Trust is Not An Opinion

There’s a fundamental gap in engineering circles, something that’s affected the entire industry for years, but one that’s widening lately thanks to the acceleration provided by better tooling. It’s a gap in trust.

Trust is not based on simple observation. You don’t have trust because you saw a system work once; you have trust when you can establish conditions and repeatedly produce the same result. That’s what proof looks like in software: not a successful run, but a reproducible one.

In practice, teams trust what they produce based on momentum: it's trust-shaped, rather than actual knowledge.

The code runs; it hasn't fallen over. When people create new code, someone started the application and went clicky-clicky here, typey typey there, and they looked for smoke and saw only mirrors: time to merge.

In teams, time builds a certain social momentum, a certain social capital. You know Christian and Sam and Deanna - Christian's code is elegant but his documentation is utter fiction if it exists at all, Sam's code is intimately familiar with scope creep and may be on the Wikipedia page for it, Deanna's code is fairly direct and tends to miss the edge cases. You know who to give what, and when, and what to look for, and so do they.

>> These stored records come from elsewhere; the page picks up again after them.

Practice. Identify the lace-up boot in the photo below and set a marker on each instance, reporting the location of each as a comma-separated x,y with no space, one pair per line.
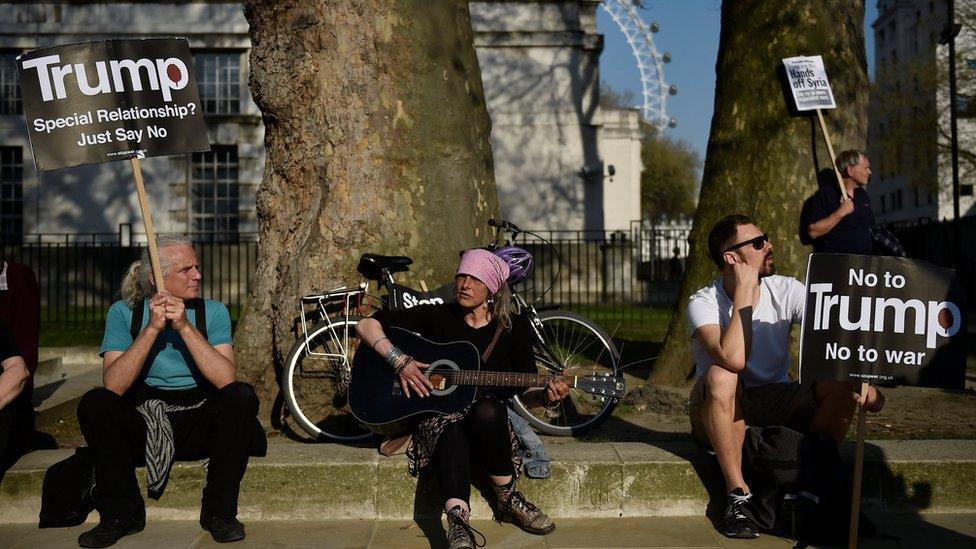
460,534
514,508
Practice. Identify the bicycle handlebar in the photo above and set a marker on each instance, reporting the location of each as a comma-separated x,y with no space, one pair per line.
502,224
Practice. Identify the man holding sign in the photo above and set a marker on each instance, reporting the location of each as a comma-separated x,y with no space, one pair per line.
170,393
740,328
841,223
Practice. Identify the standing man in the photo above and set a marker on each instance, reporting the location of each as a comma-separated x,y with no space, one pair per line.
13,378
841,224
740,330
169,393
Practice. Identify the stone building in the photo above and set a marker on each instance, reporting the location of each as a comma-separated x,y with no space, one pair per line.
552,145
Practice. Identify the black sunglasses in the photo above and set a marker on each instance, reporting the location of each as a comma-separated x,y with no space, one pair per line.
757,243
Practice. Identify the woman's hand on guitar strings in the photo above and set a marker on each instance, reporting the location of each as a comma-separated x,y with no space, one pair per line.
412,379
556,391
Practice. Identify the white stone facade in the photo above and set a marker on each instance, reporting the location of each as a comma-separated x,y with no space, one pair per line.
911,96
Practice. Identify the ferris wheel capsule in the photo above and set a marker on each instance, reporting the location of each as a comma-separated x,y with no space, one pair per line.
649,62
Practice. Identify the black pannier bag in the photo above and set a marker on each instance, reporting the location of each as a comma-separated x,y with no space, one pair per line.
67,494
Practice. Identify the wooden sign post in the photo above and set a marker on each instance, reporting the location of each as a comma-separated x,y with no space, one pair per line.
156,112
833,159
930,352
147,222
861,420
811,91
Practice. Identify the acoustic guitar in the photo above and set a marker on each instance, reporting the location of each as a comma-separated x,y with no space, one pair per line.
377,399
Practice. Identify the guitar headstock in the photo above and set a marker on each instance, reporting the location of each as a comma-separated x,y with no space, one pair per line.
602,385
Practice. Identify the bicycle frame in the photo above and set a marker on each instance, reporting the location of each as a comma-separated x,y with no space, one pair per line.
322,301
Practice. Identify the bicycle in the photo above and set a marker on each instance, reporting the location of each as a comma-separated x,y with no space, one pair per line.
317,370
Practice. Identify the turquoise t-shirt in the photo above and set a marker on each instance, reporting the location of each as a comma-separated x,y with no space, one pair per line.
172,367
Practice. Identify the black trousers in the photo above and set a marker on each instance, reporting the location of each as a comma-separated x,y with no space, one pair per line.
222,429
16,431
483,433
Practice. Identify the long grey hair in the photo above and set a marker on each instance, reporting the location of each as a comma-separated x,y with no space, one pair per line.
137,283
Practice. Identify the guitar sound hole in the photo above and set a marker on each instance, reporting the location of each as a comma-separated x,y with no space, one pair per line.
439,373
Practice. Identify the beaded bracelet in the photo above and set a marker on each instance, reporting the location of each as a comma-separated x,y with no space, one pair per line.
403,365
393,356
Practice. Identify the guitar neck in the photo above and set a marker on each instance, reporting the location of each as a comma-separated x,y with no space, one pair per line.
504,379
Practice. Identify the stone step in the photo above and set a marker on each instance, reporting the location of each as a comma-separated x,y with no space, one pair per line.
608,479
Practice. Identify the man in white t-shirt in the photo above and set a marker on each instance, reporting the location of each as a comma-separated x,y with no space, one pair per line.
740,329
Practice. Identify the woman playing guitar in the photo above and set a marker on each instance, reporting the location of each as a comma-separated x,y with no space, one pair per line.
479,315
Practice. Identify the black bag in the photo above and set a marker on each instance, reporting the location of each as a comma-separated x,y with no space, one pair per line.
67,494
801,489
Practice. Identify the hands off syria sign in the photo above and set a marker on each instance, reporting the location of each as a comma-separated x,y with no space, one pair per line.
100,101
808,82
884,320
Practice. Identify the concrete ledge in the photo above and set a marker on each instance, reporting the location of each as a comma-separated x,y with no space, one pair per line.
327,481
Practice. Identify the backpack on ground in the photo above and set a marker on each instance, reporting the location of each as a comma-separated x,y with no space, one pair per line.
67,493
801,488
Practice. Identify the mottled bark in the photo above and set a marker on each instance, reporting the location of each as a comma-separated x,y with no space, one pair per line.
762,159
377,141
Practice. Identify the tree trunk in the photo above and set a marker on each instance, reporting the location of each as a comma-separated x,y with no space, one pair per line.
377,140
763,157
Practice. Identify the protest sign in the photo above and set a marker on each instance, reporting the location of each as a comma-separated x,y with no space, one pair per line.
883,320
111,100
808,82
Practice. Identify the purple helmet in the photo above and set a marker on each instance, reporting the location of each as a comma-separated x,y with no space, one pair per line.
519,262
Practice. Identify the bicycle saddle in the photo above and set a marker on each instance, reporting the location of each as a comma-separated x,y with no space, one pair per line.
370,265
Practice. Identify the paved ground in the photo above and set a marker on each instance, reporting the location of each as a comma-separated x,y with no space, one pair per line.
925,531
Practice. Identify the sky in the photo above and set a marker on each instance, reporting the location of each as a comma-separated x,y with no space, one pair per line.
689,30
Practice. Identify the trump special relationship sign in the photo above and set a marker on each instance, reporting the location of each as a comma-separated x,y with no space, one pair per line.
111,100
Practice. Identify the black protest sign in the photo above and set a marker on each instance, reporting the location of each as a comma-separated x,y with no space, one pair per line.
99,101
884,320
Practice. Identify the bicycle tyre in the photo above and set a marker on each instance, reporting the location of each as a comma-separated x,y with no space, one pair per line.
583,347
316,387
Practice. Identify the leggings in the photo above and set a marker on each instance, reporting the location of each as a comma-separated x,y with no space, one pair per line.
485,432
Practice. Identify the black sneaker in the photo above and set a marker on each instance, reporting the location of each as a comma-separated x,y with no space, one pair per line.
738,522
110,530
223,530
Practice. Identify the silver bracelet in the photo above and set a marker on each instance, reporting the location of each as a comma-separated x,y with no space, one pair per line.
377,342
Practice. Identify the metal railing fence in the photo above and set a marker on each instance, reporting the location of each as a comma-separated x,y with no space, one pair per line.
605,275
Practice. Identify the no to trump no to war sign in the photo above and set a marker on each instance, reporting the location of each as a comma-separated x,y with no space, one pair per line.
808,82
884,320
112,100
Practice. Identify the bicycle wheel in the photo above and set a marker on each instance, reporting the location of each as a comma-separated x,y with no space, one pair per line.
316,382
581,347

But then Sam blows it: he was certain, which meant you were certain, and suddenly you're facing the idea that everything he's done for the past six months might have had a problem that got past your defenses in a big way.

And that's with accountability. Sam's motivated to fix stuff, because he's on the team... and if he isn't motivated, well, that's ... information, too. Sam has trust - or did - and can rebuild on reciprocity and consequences.

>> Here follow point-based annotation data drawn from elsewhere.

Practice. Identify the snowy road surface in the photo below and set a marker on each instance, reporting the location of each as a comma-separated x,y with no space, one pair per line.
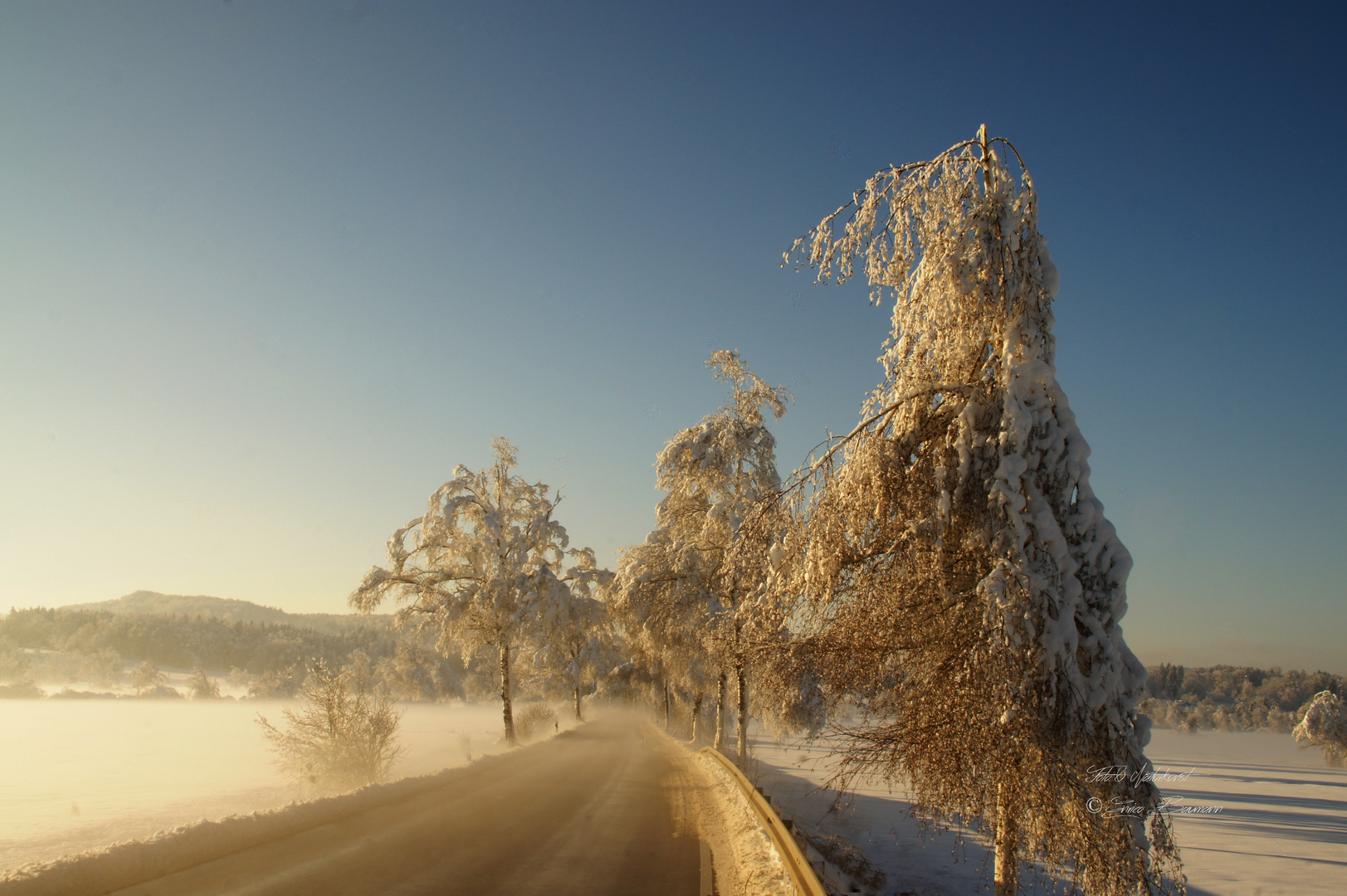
592,811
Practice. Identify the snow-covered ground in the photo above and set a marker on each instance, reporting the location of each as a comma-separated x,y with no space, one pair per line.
80,775
1281,827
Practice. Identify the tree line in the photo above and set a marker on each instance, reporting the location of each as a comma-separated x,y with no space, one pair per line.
1232,699
939,585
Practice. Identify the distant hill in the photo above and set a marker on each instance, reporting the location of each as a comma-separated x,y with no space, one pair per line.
235,611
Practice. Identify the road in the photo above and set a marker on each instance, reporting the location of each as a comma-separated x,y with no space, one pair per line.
597,810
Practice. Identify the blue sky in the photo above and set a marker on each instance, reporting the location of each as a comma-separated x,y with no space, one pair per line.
270,271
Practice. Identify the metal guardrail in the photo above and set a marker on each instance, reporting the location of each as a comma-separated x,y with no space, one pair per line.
797,865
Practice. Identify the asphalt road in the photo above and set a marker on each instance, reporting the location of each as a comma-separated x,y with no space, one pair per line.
594,810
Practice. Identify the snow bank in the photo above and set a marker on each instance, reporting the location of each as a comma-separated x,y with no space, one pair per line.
756,859
136,861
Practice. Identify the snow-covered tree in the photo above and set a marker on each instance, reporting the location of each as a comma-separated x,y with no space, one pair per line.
959,580
678,587
201,686
478,565
1325,723
344,734
575,635
147,677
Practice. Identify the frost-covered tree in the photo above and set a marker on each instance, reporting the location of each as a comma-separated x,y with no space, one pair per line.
478,565
574,634
959,580
201,686
1325,723
678,587
344,734
147,677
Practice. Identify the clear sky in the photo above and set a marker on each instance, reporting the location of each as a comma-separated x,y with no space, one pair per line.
270,271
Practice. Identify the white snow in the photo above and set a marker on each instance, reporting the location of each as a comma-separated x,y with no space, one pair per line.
1281,825
752,856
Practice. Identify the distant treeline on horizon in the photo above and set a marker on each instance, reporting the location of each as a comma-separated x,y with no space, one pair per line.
77,645
1237,699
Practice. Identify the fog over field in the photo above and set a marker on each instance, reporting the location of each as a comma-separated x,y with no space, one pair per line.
85,774
423,376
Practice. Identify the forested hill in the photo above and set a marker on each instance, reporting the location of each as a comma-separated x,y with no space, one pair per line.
233,611
183,640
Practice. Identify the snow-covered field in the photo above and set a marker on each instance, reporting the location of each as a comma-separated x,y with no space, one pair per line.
78,775
1281,827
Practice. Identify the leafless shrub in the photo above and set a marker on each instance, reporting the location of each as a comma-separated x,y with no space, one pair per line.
344,736
534,720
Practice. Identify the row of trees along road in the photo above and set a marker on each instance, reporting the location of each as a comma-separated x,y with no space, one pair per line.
944,569
486,566
685,602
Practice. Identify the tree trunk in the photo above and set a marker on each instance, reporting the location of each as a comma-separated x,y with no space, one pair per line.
720,712
1007,867
744,717
505,705
666,704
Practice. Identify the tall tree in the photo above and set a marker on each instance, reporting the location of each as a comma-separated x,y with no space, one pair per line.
961,580
679,585
477,566
575,635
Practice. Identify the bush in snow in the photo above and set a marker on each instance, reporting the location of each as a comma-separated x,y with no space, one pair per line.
344,736
535,720
1325,723
201,686
959,580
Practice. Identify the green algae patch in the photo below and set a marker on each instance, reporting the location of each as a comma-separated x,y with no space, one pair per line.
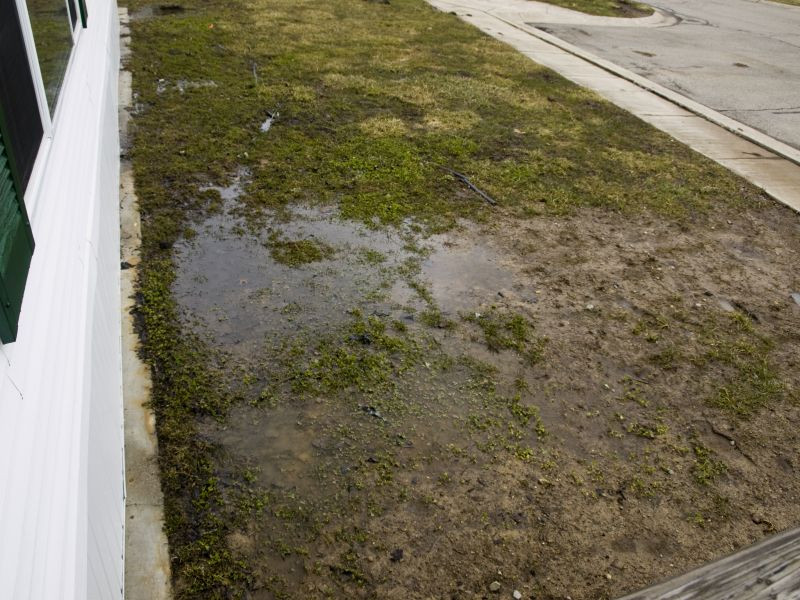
298,252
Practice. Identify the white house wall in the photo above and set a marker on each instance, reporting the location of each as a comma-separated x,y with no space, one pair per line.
61,444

Code has none of that. It has no reputation to uphold, no skin in the game, no shame, no memory. It can't be argued with or negotiated with; it can't explain assumptions. Trust in code cannot be the same as social trust; you can't say "It's been running for years, it's solid," because none of that matters.

You're trusting the people who wrote it, or the streak of days without incident. That's anthropomorphizing code, and the object of your trust does not and cannot care.

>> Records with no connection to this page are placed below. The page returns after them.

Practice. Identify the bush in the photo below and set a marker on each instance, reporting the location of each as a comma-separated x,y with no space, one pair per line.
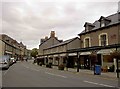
49,65
61,67
111,68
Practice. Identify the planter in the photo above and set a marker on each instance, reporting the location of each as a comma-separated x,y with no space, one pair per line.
49,65
61,67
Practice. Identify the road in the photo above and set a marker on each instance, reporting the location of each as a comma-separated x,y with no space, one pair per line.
26,74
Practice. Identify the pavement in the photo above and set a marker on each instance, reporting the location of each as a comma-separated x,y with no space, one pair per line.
85,71
27,74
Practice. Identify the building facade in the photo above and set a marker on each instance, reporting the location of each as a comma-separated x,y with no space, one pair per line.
102,33
58,55
11,47
48,42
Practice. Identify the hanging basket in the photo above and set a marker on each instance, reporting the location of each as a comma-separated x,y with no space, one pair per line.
115,54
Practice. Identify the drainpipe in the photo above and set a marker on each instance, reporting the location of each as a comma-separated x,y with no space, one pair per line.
78,62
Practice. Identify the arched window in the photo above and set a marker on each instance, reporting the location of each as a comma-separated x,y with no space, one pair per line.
103,39
87,42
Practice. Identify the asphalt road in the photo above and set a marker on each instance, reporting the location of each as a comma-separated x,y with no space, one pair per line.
26,74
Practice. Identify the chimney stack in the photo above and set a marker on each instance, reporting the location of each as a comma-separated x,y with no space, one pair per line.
52,34
46,37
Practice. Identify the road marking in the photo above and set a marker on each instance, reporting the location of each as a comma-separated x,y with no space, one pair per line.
98,84
55,74
30,68
5,72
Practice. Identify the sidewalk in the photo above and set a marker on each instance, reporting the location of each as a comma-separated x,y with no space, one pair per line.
85,71
90,72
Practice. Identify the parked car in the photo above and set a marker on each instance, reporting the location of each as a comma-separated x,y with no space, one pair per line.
4,62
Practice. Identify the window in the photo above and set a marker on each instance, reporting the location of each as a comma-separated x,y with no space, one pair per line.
102,24
87,42
103,40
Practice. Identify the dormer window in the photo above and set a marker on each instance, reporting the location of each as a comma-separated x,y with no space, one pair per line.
104,21
88,26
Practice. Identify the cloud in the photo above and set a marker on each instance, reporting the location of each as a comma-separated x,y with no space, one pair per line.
29,21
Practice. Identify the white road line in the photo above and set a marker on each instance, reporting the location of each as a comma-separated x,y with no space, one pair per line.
30,68
98,84
5,72
55,74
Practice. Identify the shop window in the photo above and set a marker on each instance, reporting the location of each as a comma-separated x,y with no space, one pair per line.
103,40
87,42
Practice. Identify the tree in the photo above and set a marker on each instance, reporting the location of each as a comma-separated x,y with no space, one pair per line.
34,52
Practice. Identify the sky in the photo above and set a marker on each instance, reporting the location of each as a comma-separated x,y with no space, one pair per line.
31,20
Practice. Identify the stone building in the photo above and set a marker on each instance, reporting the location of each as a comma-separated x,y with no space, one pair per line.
11,47
57,54
98,41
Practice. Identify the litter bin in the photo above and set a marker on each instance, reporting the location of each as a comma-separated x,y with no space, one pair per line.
97,70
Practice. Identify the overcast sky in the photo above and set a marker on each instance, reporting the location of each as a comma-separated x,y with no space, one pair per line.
30,20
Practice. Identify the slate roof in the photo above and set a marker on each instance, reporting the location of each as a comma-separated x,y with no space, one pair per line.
63,43
48,39
114,18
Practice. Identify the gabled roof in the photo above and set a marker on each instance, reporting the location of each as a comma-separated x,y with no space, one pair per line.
63,43
114,20
87,23
102,17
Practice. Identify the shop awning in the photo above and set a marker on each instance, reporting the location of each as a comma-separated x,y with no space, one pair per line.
72,54
106,51
55,55
63,54
85,53
8,52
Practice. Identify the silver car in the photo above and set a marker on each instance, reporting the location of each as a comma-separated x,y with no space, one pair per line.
4,62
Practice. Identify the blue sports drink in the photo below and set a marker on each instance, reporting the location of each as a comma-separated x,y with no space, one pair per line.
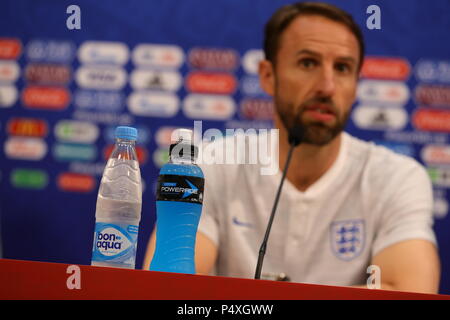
179,201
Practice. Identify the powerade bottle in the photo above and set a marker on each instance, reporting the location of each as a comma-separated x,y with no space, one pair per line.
179,198
119,204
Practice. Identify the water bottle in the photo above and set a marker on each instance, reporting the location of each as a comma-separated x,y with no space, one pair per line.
179,198
119,204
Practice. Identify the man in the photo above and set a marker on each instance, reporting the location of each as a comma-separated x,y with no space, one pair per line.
346,204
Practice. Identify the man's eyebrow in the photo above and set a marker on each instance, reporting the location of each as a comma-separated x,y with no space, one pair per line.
314,53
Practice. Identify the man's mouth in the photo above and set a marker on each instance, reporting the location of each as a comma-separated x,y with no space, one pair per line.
320,112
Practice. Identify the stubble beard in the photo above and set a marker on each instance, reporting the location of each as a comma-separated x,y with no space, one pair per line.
314,132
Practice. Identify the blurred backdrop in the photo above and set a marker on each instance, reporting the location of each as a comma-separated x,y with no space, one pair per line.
159,65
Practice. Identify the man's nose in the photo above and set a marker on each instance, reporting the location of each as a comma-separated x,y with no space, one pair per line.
326,83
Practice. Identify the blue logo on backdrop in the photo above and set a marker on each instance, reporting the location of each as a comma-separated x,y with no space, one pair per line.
347,238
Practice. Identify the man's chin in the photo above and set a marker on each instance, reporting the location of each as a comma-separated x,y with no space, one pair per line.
319,135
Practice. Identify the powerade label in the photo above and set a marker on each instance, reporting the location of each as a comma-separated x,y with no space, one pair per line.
180,188
115,243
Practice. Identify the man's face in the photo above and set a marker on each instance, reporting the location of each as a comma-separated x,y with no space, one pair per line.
315,76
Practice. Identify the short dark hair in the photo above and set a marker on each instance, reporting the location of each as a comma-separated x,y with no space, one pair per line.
282,18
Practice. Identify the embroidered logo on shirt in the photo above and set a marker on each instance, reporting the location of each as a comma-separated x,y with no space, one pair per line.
347,238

So what can a system do to deserve trust?

Trust in a system is deserved and earned when the system itself repeatedly and verifiably demonstrates its function.

A good system is one whose users and authors know what it's supposed to do, and can prove it. Maybe it processes 100,000 orders with 3,000 simultaneous users in less than an hour, using no more than 35% CPU and 400MB of RAM - who knows? The actual requirements depend on the nature of the system being implemented.

But those goals, those requirements, establish a baseline. They're verifiable: you can theoretically build a test harness to crank in 100,000 orders, with 3,000 simultaneous emulated users, and measure CPU and RAM usage along the way. You can say "this passed the requirements" or it didn't.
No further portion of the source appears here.